The normal Parts shop opened yesterday after summer break. 

Captain Bligh :brave:


----------



## JockandRita (Jun 1, 2005)

CaptainBligh said:


> I am currently at Hymer Head Office at Bad Waldsee - last year they had a Parts Shop for excess stock, discontinued parts etc. which was very useful. It has now been shut until further notice - the info I've heard is that people were buying parts very cheap and then selling on E bay !
> 
> So for anyone planning a trip to buy something from this shop - it's Closed !
> 
> ...


That's blooming typically unlucky for us, as we are due there on the 17th and were going to have a browse around the shop for bits and pieces. 

Thanks for the info anyway.

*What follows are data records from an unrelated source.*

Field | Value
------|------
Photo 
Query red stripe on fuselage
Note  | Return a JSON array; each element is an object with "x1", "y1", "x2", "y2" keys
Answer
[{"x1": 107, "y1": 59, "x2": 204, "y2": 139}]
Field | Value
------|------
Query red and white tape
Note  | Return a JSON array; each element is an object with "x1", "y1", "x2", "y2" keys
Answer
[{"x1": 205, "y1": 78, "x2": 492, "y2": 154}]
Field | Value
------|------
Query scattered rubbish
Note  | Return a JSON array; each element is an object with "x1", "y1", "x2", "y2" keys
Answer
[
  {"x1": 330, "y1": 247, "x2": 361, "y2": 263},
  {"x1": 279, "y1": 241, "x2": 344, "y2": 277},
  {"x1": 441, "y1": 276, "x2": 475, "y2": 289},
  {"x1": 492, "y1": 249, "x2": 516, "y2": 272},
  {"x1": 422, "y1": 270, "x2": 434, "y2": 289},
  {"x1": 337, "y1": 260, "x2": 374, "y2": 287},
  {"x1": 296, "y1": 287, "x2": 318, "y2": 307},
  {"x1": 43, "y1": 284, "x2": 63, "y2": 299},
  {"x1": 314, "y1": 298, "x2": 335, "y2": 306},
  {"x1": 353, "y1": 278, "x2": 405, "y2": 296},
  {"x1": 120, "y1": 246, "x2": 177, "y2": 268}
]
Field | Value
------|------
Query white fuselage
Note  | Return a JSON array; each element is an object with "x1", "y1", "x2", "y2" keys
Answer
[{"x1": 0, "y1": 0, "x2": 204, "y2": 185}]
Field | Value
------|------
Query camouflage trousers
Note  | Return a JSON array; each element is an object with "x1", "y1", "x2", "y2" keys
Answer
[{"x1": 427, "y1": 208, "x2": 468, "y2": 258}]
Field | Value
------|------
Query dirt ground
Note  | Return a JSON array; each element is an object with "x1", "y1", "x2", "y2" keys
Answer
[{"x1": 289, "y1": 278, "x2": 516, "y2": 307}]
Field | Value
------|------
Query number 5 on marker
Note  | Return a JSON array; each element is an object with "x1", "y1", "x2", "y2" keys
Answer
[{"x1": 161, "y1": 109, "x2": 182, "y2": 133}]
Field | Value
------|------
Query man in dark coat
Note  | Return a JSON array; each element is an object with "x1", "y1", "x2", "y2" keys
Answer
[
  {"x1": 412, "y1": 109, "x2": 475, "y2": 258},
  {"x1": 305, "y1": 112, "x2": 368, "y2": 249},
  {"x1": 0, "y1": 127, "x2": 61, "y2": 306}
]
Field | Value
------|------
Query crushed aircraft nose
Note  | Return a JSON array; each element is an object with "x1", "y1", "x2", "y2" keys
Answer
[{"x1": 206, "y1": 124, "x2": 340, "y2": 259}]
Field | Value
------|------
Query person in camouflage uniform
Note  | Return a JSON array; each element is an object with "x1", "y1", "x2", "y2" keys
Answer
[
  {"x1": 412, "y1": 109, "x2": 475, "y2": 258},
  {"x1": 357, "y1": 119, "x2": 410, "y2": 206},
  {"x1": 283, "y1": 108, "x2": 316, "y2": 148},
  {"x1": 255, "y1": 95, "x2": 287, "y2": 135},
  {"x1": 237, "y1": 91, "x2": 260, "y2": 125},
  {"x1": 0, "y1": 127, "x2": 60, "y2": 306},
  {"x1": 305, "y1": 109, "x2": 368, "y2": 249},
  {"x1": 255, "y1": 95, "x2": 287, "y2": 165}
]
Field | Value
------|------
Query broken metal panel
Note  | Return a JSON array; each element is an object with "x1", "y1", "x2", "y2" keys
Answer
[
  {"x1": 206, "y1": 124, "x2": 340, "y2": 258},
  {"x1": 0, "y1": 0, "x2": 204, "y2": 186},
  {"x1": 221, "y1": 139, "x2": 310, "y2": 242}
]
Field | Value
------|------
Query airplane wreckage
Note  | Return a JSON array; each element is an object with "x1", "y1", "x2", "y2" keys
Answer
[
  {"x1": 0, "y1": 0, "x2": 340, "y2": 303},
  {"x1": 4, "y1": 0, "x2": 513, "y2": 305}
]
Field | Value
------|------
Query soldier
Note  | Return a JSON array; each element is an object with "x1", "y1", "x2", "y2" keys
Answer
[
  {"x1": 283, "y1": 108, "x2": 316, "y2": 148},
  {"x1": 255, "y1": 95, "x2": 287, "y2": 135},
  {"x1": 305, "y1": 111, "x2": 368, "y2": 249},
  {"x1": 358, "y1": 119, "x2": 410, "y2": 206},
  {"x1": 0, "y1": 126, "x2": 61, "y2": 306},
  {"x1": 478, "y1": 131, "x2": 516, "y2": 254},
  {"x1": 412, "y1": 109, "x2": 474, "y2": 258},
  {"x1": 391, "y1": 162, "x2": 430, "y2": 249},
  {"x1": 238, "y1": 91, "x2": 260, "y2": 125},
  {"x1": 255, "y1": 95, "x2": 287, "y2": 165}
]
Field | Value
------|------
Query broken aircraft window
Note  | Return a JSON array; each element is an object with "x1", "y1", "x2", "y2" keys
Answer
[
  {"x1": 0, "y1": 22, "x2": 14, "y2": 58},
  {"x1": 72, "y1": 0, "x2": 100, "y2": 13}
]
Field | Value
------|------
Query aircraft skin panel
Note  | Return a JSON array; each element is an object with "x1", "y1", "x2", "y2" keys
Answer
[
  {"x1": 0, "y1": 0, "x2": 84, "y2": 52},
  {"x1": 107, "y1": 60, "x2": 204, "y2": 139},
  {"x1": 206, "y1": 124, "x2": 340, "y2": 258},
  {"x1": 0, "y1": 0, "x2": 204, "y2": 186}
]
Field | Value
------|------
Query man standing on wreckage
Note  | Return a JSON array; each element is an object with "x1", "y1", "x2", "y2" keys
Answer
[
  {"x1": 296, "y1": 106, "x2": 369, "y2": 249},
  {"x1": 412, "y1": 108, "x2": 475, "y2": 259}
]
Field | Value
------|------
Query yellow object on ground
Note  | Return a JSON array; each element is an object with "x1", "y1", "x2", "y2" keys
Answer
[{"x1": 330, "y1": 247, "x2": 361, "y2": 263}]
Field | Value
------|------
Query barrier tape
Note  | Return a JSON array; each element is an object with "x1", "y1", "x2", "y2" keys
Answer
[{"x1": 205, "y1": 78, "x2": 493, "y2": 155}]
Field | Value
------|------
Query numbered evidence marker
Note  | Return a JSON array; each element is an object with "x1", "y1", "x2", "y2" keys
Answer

When are you due back in the UK, as I would like some info if possible please?

Best regards,

Jock.


----------



## Hymie (May 9, 2005)

*Bad Waldsee*

We were there in February and most of the s/hand & older parts had been disposed of i was told.
Kicked myself for not buying the pair of current Hella type lamps they had @ 100 eu each when we were there last year.

From information i was given, the closure of the shop was a staffing issue as Hymer have let a 1/3rd of their workforce go since xmas.

What i also found surprising was the state of Hymer UK when we popped in last week - hardly a Hymer in sight - and the parts dept was also very disappointing with only a few things on display and empty dusty display cabinets - although their service on parts has always been very good i have to say.

Happy Travels


----------



## aguilas389 (May 18, 2008)

Jock,
Would appreciate you keeping us informed as to your visit to Hymer Factory at Bad Waldsee as we are enroute from our home in Spain via France/Switzerland/Liechtenstein/Lake Constance then up to Bad Waldsee if it is still worth going?
Regards
Mike & Marion
[email protected]
www.freewebs.com/aguilas389


----------



## JockandRita (Jun 1, 2005)

aguilas389 said:


> Jock,
> Would appreciate you keeping us informed as to your visit to Hymer Factory at Bad Waldsee as we are enroute from our home in Spain via France/Switzerland/Liechtenstein/Lake Constance then up to Bad Waldsee if it is still worth going?
> Regards
> Mike & Marion
> ...


Hi Mike & Marion,

I will try to, but it all depends if I am able to get a mobile broadband, or free WiFi connection.
When are you due at Bad Waldsee?

Regards,

Jock.


----------



## ianhibs (May 1, 2005)

JockandRita said:


> aguilas389 said:
> 
> 
> > Jock,
> ...


There's an internet connection in the waiting room of the Service Dept and this can be used for webmail and posting on here.

Ian


----------



## aguilas389 (May 18, 2008)

Jock,
Have answered the email and just seen the other question here. I reckon we would be in the Bad Waldsee area during week commencing 21st unless I am able to exchange the wife for a later model whilst at Lake Constance.
Regards
Mike
[email protected]
www.freewebs.com/aguilas389


----------



## JockandRita (Jun 1, 2005)

ianhibs said:


> There's an internet connection in the waiting room of the Service Dept and this can be used for webmail and posting on here.
> 
> Ian


Thanks Ian. No wonder Captain Bligh was able to respond as quickly as he did to my request for info. :lol:



Aguilas389 said:


> Jock,
> Have answered the email and just seen the other question here.


Hi Mike, all received thanks.

Jock.


----------



## Hymie (May 9, 2005)

*Bad Waldsee Free Wi-Fi*

If you ask at the service reception desk, they will happily give out cards with login details for the free wireless network that works in the service dept over night parking bays.

Happy Travels


----------



## grouch (Oct 1, 2005)

When you are there do go into the spa pool in the town - fantastic.


----------